第47章
過了這麽久了,周言還是那麽沒出息,一對上羅羽婧那雙眼角上翹、滿含怒氣的丹鳳眼就慫了,心虛地往後退了一步,一個不注意就撞上身後端着火龍果冰沙的服務員。
一大杯火龍果冰沙猛地往前飛去,撞上了周言的後背,周言只感覺到後背一陣沁涼,扭頭一看,伸手一摸,T恤濕了大半。他今天穿的還是白T,紅色的汁水滲透進白色的布料上,染出一片鮮豔奪目的色塊,觸目驚心。
服務員十分慌張,一邊拿着毛巾急匆匆幫他擦着衣服,一邊不停地道歉。周言知道這事怪自己,忙說:“沒事沒事!不關你的事。”
這件衣服是不能穿了,周言還在發愁呢,不想前面的羅羽婧不知什麽時候已經站到了他的面前,擡手戳了戳她的肩膀,昂着下巴說:“你慌什麽慌?”
周言低頭對上她淩厲的目光:“沒。”
羅羽婧冷哼了聲,手指往旁邊随意一指:“去那買一件呗。不過那家店挺貴的,你可能還買不起呢。沒事,好歹我們血緣上還是兄妹,我有錢。”
羅羽婧這丫頭一直都挺幼稚的,喜歡逞口舌之快,周言懶得和她耍嘴皮子,淡淡地說:“不用了。我馬上回家了。”
話說到這份上了,很明顯周言不想和她多煩,可羅羽婧好不容易逮着個機會找碴,又怎麽會輕易放過他?

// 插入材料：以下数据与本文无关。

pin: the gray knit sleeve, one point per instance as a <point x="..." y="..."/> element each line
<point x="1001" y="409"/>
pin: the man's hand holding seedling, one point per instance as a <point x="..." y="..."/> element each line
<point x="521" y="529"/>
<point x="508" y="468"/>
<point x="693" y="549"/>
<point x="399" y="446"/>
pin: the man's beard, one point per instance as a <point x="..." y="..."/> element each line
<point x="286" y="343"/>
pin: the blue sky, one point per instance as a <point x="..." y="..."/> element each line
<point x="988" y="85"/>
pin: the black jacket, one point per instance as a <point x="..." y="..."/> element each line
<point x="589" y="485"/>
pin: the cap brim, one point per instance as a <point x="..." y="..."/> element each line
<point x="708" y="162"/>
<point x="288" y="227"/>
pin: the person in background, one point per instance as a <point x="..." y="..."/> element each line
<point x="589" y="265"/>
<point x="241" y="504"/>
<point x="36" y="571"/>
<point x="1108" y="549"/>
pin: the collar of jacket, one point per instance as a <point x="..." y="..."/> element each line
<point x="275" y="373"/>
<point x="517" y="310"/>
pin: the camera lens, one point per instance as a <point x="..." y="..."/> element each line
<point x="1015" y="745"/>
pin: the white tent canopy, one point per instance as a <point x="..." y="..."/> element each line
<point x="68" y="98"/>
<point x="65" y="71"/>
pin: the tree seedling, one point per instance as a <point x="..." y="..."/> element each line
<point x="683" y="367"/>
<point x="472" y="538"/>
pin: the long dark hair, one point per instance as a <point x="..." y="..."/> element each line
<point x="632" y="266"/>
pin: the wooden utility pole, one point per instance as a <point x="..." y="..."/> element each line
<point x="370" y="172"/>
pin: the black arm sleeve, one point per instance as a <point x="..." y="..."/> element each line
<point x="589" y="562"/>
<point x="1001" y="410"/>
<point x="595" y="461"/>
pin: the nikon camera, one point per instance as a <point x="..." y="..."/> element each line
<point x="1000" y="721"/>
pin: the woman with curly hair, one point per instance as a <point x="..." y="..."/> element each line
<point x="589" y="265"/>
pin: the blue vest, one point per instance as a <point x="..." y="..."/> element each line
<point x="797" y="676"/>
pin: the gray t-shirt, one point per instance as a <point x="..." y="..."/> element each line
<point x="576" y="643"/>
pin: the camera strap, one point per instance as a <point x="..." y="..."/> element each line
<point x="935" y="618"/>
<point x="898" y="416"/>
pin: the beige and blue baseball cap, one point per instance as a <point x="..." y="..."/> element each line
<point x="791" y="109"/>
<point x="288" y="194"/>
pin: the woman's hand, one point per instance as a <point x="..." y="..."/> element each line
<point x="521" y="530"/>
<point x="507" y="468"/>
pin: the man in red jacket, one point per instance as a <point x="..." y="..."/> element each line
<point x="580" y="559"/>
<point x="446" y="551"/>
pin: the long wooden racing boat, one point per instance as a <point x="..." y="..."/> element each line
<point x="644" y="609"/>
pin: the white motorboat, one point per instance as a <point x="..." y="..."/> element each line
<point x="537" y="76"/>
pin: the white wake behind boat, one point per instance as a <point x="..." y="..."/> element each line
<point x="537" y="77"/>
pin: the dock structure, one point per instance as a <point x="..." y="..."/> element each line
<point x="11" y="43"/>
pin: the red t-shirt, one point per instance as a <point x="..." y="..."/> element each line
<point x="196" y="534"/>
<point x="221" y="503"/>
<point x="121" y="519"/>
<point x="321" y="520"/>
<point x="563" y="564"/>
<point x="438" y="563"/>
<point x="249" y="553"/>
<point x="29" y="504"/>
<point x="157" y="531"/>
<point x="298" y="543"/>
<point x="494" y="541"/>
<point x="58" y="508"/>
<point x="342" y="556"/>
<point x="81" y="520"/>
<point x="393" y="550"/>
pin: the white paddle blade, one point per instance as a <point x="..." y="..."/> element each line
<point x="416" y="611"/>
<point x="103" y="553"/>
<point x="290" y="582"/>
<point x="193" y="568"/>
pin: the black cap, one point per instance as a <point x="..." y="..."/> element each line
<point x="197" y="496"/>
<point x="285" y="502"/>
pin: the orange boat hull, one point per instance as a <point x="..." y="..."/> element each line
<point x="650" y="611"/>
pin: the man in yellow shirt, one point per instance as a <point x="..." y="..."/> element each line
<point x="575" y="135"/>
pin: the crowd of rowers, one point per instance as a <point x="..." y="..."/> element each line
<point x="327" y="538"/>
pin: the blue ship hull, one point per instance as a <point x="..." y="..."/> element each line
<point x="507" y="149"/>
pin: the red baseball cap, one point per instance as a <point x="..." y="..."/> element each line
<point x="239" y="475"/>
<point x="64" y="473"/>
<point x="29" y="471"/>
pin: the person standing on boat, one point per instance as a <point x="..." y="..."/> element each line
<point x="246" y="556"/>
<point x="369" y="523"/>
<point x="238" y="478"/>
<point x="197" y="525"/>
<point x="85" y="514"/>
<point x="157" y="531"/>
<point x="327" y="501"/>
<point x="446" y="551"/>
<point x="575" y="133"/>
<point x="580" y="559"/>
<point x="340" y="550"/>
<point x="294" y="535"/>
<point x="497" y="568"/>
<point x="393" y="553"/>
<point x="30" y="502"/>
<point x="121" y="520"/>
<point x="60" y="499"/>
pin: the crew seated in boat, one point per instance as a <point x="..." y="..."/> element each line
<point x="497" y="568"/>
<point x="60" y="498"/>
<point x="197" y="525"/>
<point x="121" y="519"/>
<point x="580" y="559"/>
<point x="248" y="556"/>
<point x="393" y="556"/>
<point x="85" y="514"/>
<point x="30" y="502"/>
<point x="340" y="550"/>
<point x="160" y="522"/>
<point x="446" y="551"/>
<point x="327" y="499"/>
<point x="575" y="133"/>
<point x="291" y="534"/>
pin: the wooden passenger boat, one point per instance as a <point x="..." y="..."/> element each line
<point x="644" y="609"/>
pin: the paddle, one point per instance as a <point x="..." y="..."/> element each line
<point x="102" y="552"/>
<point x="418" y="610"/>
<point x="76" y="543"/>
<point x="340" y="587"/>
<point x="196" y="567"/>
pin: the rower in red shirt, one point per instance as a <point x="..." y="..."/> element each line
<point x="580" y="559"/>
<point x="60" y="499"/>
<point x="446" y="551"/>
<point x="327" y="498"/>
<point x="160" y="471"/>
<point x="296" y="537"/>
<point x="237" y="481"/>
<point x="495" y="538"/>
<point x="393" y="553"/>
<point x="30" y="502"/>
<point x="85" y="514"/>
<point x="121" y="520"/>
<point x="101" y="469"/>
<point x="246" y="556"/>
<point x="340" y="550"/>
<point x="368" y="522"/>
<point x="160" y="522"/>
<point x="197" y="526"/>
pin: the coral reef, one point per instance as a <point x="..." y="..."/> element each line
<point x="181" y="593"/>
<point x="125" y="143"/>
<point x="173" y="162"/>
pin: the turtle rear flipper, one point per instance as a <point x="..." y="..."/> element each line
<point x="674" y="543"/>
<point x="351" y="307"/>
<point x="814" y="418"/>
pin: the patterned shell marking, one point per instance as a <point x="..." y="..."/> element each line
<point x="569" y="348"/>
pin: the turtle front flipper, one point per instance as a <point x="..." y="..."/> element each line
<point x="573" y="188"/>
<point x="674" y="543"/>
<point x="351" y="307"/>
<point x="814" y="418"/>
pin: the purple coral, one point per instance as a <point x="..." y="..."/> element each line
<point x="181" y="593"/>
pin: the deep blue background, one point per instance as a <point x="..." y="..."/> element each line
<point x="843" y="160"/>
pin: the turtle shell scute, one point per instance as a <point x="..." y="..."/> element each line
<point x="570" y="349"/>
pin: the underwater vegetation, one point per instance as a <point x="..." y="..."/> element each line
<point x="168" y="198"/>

她挽住旁邊發呆的夏靜的胳膊,和周言說:“嫂子在這呢,小侄女也剛出生,等會說話了,見了你是要叫聲‘叔叔’的。難道你不該打聲招呼、給份見面禮嗎?”
“不用了啦婧婧……”夏靜扯扯羅羽婧的衣角,壓低聲音說,“多尴尬啊……”
夏靜和周言就打過一次照面,對他的了解程度只限于聽羅羽婧一頓漫天胡吹,羅羽婧喜歡滿嘴跑火車、睚眦必報夏靜是知道,可她和周言無冤無仇的,可不想淌這趟渾水。而且這男的可是做過牢的,她一想到心裏就犯怵!
沒想周言聞言卻點了點頭,在嬰兒車旁蹲下,夏靜還來不及開口阻止,周言的手就伸向了粉粉嫩嫩的小嬰兒。小家夥白白胖胖的,大眼睛小嘴巴,甚是可愛,周言剛碰到她的下巴就被她一把抓住他的食指,居然對着周言“咯咯”笑起來。
周言也忍不住泛起微笑,心頓時像棉花糖一樣,又軟又甜。
“诶?真是奇怪,我們靓靓可認生了,對着認識的人還總板着面孔呢,更別說陌生人,一碰她就嚎啕大哭的。”夏靜臉上終于也露出笑容,打量了一下周言,小心翼翼地說,“可能……是因為你們眉眼有點像。”
周言愣了愣,又仔細觀察了靓靓小朋友一番。
果然啊,靓靓和夏靜長得一點都不像,靓靓的鼻子和嘴巴都像羅進楓,眼睛和眉毛卻像周言,形狀漂亮,眼眸明媚,笑起來彎彎的像月牙。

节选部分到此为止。